Home > Writing > Read this story by Eric Welsh now.

Read this story by Eric Welsh now.

June 28, 2011

I’m a big fan of Longform.org, a site that collects top-notch longform journalism so good that you might never want to type another word or conduct another interview again. Each magazine piece is so good — and often so long — that it can cause one to question what we do as community journalists. It shows me that, as a writer, I have a long way to go. Most stuff printed in our newspapers — both community and daily — wouldn’t measure up to the type of journalism we see in magazines.

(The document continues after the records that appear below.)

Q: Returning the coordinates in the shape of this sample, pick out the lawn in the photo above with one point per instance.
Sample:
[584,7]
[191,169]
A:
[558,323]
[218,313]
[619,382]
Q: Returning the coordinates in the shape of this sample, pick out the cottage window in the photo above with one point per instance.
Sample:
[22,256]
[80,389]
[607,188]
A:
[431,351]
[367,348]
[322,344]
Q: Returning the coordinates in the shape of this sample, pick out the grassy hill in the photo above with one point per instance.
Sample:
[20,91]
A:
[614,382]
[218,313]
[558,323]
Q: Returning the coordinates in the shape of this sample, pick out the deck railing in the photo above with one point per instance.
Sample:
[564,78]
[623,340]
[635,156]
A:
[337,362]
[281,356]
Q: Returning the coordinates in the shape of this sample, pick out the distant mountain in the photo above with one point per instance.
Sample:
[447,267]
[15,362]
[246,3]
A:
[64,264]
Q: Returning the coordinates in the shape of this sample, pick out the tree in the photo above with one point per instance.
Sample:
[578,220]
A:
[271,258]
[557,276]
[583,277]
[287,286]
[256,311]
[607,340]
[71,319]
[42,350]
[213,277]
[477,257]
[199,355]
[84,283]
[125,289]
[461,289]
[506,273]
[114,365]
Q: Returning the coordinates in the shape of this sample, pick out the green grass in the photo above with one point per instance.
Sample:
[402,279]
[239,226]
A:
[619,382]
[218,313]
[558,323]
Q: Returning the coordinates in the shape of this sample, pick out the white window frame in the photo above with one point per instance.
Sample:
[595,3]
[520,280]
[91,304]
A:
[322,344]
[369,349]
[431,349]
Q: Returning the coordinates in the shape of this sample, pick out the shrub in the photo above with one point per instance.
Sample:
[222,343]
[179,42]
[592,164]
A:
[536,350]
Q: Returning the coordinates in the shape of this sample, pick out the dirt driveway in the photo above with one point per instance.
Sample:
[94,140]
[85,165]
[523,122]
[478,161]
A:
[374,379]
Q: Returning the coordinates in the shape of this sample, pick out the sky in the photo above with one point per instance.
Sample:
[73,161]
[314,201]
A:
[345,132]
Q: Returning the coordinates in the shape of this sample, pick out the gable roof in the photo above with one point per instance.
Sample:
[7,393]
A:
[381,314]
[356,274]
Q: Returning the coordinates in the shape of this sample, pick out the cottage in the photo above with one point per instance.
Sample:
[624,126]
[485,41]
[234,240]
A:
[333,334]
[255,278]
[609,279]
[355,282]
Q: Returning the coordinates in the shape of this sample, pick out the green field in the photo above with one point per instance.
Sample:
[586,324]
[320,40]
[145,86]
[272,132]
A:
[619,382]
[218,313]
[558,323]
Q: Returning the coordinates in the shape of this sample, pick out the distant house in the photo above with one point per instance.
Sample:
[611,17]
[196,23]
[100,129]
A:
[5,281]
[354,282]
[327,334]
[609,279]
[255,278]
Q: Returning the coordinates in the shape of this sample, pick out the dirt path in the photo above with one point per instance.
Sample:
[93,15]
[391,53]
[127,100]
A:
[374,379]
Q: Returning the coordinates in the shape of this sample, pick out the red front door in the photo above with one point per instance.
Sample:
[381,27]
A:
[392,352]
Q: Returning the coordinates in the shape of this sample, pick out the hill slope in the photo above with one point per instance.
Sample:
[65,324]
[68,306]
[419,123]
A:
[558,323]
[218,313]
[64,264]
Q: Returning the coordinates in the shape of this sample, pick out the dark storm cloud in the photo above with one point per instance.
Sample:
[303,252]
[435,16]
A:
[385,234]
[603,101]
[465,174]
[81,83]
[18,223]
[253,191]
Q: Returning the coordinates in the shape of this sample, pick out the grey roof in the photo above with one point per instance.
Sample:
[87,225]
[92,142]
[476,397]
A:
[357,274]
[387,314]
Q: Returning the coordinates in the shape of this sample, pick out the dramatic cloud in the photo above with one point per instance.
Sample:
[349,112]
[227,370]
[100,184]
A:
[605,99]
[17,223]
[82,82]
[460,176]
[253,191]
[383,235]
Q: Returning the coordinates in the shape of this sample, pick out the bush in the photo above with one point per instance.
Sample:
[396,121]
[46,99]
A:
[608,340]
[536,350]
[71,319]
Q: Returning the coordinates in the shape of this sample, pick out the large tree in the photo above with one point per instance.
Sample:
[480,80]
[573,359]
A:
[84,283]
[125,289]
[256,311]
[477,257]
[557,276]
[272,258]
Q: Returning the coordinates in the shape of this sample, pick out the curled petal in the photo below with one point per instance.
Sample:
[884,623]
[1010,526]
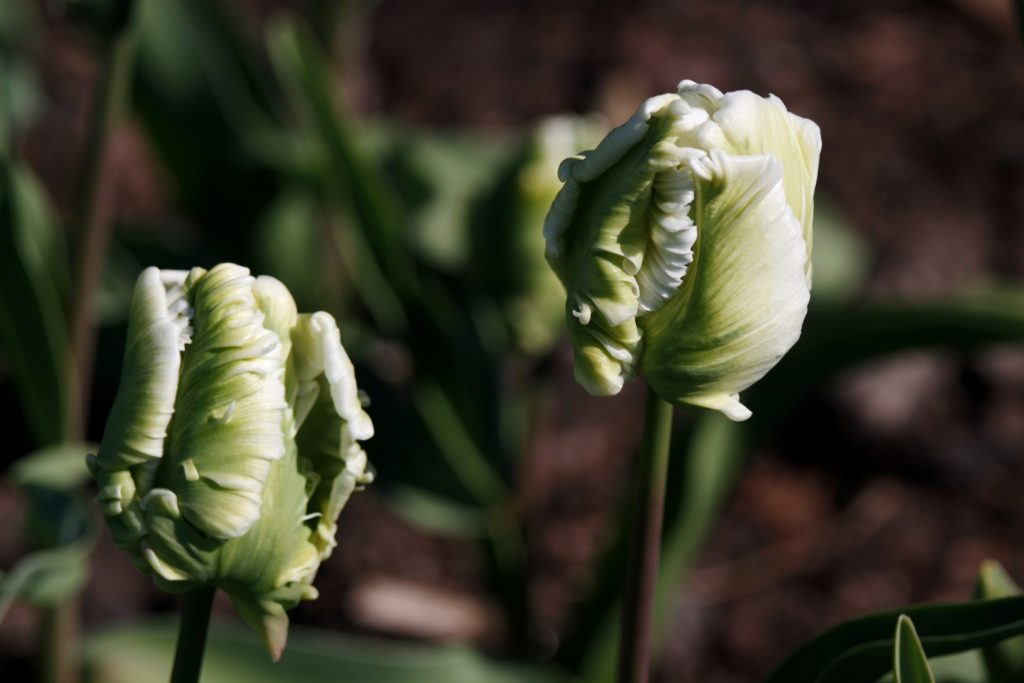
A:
[741,307]
[230,408]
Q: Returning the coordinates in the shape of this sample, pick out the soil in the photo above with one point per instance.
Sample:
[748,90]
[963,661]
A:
[889,486]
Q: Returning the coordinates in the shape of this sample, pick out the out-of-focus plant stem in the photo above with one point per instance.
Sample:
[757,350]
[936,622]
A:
[59,625]
[93,228]
[645,542]
[192,635]
[58,635]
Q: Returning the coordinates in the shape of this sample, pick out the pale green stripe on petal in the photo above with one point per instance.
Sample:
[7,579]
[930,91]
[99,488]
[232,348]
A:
[755,125]
[158,331]
[742,303]
[230,407]
[318,351]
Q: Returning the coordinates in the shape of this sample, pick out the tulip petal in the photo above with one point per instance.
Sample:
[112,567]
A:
[230,409]
[762,125]
[620,237]
[741,305]
[136,428]
[333,425]
[158,331]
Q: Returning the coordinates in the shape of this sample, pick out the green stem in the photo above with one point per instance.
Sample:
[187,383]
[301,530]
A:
[59,630]
[645,542]
[192,635]
[94,228]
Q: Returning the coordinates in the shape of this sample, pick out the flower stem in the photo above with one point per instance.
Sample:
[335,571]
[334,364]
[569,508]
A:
[645,542]
[192,635]
[93,227]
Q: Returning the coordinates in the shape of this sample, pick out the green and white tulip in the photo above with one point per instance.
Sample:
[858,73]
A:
[233,441]
[684,241]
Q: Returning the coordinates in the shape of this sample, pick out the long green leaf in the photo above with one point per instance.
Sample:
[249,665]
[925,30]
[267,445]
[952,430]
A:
[349,180]
[909,660]
[58,523]
[1004,662]
[838,337]
[861,649]
[702,469]
[142,653]
[33,332]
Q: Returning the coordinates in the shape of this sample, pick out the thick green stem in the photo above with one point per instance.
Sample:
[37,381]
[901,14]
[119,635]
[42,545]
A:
[192,636]
[645,542]
[59,635]
[94,228]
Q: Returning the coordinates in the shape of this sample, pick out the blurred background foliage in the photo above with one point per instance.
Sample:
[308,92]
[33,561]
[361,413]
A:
[338,145]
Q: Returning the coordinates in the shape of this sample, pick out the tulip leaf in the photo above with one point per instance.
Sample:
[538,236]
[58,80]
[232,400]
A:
[351,183]
[142,653]
[58,522]
[702,469]
[439,175]
[861,649]
[1004,662]
[33,332]
[909,660]
[47,577]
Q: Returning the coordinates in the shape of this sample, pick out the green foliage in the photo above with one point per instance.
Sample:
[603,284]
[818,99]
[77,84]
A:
[33,278]
[861,649]
[141,653]
[909,660]
[58,524]
[1005,660]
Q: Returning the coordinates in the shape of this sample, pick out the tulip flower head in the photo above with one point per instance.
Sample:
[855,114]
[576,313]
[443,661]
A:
[233,441]
[683,241]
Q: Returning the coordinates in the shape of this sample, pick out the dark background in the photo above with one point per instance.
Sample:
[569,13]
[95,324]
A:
[889,486]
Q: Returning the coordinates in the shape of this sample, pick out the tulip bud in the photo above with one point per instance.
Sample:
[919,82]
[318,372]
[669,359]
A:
[232,443]
[511,256]
[683,242]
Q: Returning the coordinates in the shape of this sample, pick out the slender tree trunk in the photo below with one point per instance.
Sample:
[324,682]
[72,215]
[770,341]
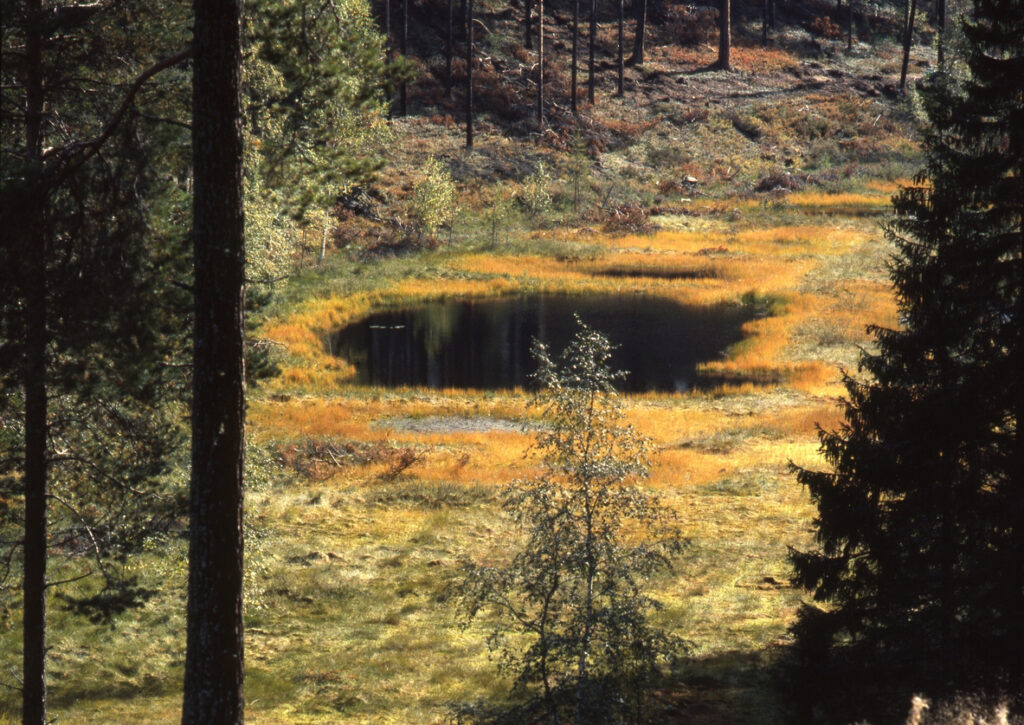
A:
[469,75]
[576,54]
[640,11]
[389,48]
[622,69]
[528,25]
[849,26]
[34,632]
[214,655]
[907,37]
[323,254]
[593,40]
[403,88]
[449,42]
[725,35]
[540,65]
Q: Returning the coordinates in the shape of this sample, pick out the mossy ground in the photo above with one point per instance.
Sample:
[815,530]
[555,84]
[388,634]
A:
[360,519]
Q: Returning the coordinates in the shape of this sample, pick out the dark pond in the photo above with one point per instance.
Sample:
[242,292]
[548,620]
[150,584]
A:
[485,343]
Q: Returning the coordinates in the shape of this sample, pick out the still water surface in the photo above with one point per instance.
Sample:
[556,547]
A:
[485,343]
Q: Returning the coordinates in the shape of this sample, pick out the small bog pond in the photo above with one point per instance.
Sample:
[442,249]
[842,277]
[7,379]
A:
[485,343]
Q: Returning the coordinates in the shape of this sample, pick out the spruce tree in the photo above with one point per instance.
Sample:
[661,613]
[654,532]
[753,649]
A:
[921,519]
[573,595]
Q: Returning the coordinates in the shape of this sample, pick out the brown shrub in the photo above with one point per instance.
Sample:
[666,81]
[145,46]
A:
[824,28]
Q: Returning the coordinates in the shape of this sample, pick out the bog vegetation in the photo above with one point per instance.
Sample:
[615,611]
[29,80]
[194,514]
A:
[562,554]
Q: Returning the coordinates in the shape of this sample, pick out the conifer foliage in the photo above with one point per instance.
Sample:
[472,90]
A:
[921,521]
[576,588]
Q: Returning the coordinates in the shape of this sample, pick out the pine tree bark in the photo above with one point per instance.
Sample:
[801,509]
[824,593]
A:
[214,656]
[540,65]
[849,26]
[576,55]
[725,35]
[590,62]
[527,22]
[469,75]
[449,39]
[764,23]
[622,69]
[34,632]
[640,12]
[907,37]
[403,88]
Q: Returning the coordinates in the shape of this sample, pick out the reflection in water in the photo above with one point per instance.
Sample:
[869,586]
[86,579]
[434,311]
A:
[485,343]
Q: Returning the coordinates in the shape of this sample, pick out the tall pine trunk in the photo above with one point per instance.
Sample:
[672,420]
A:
[640,12]
[528,27]
[403,88]
[907,38]
[469,75]
[724,35]
[576,54]
[540,65]
[622,69]
[449,41]
[214,655]
[34,687]
[593,40]
[849,26]
[764,23]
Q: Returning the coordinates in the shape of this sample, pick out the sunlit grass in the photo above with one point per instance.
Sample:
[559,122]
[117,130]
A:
[352,624]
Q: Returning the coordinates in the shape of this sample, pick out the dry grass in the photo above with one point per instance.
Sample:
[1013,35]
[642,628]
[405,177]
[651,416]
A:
[352,625]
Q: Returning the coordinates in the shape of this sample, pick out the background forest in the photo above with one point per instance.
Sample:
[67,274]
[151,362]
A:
[833,531]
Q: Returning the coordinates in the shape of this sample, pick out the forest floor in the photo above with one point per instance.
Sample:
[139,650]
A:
[365,502]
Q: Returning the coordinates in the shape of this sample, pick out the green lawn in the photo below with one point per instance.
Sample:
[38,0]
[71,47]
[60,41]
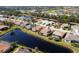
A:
[61,43]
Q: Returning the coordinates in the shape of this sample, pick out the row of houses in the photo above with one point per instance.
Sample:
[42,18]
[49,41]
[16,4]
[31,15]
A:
[42,27]
[4,46]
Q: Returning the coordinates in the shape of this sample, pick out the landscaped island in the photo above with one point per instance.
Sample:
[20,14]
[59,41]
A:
[39,32]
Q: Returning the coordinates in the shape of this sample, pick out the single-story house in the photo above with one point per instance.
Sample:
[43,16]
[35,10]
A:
[4,47]
[70,37]
[3,27]
[36,28]
[59,34]
[45,31]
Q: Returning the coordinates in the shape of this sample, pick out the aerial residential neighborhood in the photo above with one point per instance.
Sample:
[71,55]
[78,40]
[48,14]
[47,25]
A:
[39,29]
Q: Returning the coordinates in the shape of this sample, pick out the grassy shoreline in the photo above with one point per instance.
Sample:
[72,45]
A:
[66,45]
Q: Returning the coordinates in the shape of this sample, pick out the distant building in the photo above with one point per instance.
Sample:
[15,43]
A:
[59,34]
[23,50]
[75,29]
[36,28]
[45,31]
[70,37]
[3,27]
[4,47]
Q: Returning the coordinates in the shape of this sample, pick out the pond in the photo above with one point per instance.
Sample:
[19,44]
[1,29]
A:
[31,41]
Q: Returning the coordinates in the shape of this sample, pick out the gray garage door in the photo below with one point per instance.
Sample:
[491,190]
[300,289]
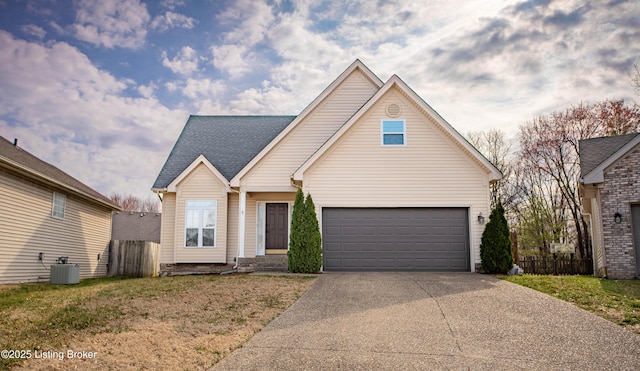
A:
[395,239]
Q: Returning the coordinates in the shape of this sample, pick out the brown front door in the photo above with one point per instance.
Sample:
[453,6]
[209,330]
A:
[635,219]
[277,230]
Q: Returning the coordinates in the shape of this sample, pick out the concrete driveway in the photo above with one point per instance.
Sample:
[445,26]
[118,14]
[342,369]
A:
[421,321]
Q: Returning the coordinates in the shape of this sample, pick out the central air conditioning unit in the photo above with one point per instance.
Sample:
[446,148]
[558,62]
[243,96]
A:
[65,274]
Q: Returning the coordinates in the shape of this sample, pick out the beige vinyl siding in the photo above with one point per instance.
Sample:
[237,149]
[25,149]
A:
[201,184]
[232,229]
[168,229]
[277,166]
[430,171]
[27,228]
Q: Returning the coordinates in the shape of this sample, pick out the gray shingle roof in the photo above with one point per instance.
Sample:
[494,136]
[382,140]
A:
[228,142]
[42,170]
[595,151]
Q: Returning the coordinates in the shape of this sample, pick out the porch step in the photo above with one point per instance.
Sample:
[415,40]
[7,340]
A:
[272,263]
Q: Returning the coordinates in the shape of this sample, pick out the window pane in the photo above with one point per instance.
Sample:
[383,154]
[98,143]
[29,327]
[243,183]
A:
[393,139]
[58,205]
[192,237]
[208,237]
[209,217]
[193,219]
[393,127]
[201,204]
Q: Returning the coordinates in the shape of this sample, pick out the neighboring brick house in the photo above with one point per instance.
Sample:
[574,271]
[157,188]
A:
[611,193]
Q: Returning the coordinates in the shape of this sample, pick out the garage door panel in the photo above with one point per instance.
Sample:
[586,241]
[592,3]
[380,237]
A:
[396,239]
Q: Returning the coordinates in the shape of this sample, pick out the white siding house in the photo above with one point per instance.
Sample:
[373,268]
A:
[45,211]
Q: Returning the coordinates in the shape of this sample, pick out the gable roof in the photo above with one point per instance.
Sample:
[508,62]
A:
[227,142]
[596,154]
[357,65]
[443,125]
[20,161]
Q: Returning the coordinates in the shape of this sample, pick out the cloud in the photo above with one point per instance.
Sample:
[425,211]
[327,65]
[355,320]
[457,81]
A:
[235,55]
[170,20]
[33,30]
[203,88]
[81,119]
[147,90]
[184,63]
[111,23]
[172,4]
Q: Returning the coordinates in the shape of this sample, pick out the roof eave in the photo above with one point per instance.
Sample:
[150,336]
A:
[172,187]
[597,175]
[494,173]
[356,65]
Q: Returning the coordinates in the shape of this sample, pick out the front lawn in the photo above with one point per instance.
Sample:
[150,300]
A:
[615,300]
[188,322]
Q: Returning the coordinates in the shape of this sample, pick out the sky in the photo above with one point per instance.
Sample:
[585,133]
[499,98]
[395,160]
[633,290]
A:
[102,89]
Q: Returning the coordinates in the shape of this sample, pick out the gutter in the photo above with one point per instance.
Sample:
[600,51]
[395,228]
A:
[48,180]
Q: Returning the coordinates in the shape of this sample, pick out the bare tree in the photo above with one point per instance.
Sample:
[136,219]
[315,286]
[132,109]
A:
[495,146]
[549,146]
[129,202]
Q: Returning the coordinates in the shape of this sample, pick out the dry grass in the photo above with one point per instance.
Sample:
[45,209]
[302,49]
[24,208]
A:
[188,322]
[615,300]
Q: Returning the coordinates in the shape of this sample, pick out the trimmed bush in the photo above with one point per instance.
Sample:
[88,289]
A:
[495,248]
[297,235]
[313,251]
[305,243]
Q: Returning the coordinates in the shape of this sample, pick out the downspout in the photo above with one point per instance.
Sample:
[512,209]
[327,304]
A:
[293,183]
[593,255]
[237,258]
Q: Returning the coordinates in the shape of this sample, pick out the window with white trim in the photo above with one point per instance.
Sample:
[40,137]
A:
[393,132]
[58,205]
[200,223]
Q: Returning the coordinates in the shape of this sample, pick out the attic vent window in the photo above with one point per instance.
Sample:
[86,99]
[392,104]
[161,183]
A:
[393,132]
[393,110]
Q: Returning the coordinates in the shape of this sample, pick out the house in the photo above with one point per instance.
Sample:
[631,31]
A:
[610,187]
[45,214]
[395,186]
[136,226]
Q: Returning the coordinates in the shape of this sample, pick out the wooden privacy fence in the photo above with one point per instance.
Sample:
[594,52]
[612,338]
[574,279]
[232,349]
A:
[134,258]
[558,264]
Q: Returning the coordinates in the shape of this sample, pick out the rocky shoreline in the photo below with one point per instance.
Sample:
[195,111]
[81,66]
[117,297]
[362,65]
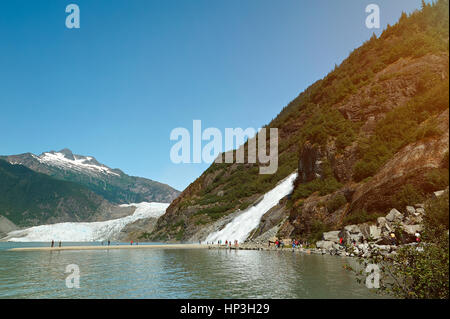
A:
[359,240]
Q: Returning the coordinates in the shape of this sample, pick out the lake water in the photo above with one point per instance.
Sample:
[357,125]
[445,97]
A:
[176,273]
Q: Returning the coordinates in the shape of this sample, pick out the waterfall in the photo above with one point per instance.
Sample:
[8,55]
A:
[241,226]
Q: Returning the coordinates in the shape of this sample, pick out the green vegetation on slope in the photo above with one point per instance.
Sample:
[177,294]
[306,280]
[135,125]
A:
[313,117]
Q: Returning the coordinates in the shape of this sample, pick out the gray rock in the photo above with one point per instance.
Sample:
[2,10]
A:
[331,236]
[410,210]
[420,211]
[412,229]
[352,229]
[374,231]
[381,222]
[394,216]
[439,193]
[325,244]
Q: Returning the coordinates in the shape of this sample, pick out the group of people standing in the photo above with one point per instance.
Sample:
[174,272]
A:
[53,244]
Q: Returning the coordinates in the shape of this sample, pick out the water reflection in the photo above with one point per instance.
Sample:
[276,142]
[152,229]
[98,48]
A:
[177,274]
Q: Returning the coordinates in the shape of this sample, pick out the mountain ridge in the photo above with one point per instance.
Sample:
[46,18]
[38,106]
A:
[112,184]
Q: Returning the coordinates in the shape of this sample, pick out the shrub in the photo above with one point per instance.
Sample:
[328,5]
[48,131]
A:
[407,195]
[336,202]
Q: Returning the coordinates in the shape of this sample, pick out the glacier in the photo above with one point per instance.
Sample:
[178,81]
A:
[242,225]
[87,231]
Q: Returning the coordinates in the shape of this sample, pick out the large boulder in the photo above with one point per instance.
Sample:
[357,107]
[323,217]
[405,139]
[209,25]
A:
[349,238]
[374,232]
[325,244]
[412,229]
[420,211]
[394,216]
[332,236]
[410,210]
[352,229]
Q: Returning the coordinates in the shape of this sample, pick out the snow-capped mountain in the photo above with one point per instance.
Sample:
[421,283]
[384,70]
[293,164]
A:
[112,184]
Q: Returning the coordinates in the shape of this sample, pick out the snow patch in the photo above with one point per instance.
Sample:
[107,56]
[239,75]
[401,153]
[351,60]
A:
[79,164]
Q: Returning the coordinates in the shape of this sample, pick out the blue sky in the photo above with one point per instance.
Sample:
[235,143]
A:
[136,69]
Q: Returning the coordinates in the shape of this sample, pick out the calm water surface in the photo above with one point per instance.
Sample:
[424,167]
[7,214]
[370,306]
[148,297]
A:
[174,273]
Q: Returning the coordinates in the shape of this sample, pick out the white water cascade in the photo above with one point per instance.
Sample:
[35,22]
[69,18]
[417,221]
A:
[241,226]
[82,232]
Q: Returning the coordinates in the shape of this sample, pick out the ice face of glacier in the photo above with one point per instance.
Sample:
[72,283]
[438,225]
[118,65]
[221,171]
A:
[241,226]
[81,232]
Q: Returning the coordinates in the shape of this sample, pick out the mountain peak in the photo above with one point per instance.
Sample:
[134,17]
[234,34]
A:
[67,153]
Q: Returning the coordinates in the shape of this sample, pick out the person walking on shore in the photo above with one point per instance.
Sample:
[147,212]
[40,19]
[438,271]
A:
[393,239]
[417,234]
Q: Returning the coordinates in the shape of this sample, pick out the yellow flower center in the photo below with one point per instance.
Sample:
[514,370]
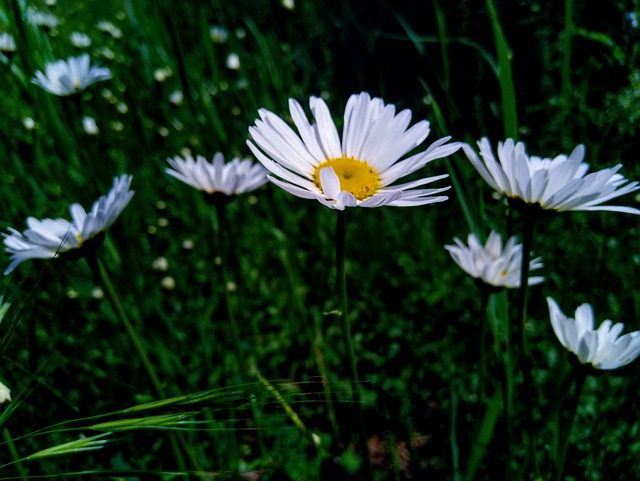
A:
[356,176]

There is, of course, the matter of time; we don’t have months to throw at a story. And there’s also the issue of space.

But what we can match, although we often fail to do so, is magazine journalists’ use of voice. That is, writing that, by way of its sheer verve, energy and technique, delivers the reader to a story that may otherwise be unremarkable or, maybe, remarkable but somewhat predictable.

That’s what has me so excited about Chilliwack Progress sports reporter Eric Welsh‘s four-part tale of a local basketball player battling cancer. The story itself follows a semi-predictable pattern: star athlete faces obstacle, struggles to overcome. But Eric’s writing makes the story more than that. And for that you should read it, if only to be challenged to do him one better. And that would be a challenge.

As an example: The series begins thusly:

The house is quiet. Everyone is asleep and the only sounds she hears are the hum of the refrigerator and the occasional car driving past on Alexander Avenue.

She is not asleep.

Lot of trouble with that lately.

Slightly built, she moves cat-like around the darkened apartment until she reaches his bedroom door.

She opens it just enough to slip through, and sidles over to his bed.

And she watches.

She breathes a silent sigh of relief as she sees his chest rising and falling, the rhythmic in-and-out of healthy lungs at work.

She follows this same routine every night, momentarily comforted yet forever haunted by the thought that one night her baby will be gone.

Such a strange thing to worry about with an 18-year-old boy.

Read part one here, part two here, and part three here. Part four is coming on Thursday.

Categories: Writing
  1. July 4, 2011 at 11:11 pm

    The best site I like is longreads.com. I have been devouring everything on that site for quite some time. It links to an eclectic mix and I am constantly printing out (yes, I hat reading on a computer) stories to read at night. Mother Jones, AWL, Esquire — they are all there. Amazing, amazing stuff. Incredibly satisfying, yet overwhelmingly depressing when one realizes we simply cannot do this stuff. So, I treat it as an addictive off-hours pleasure. Welsh’s piece is good. THIS we CAN do. And, if it means setting someone loose for a good chunk of time and letting this game or that game or that council meeting slide, so be it.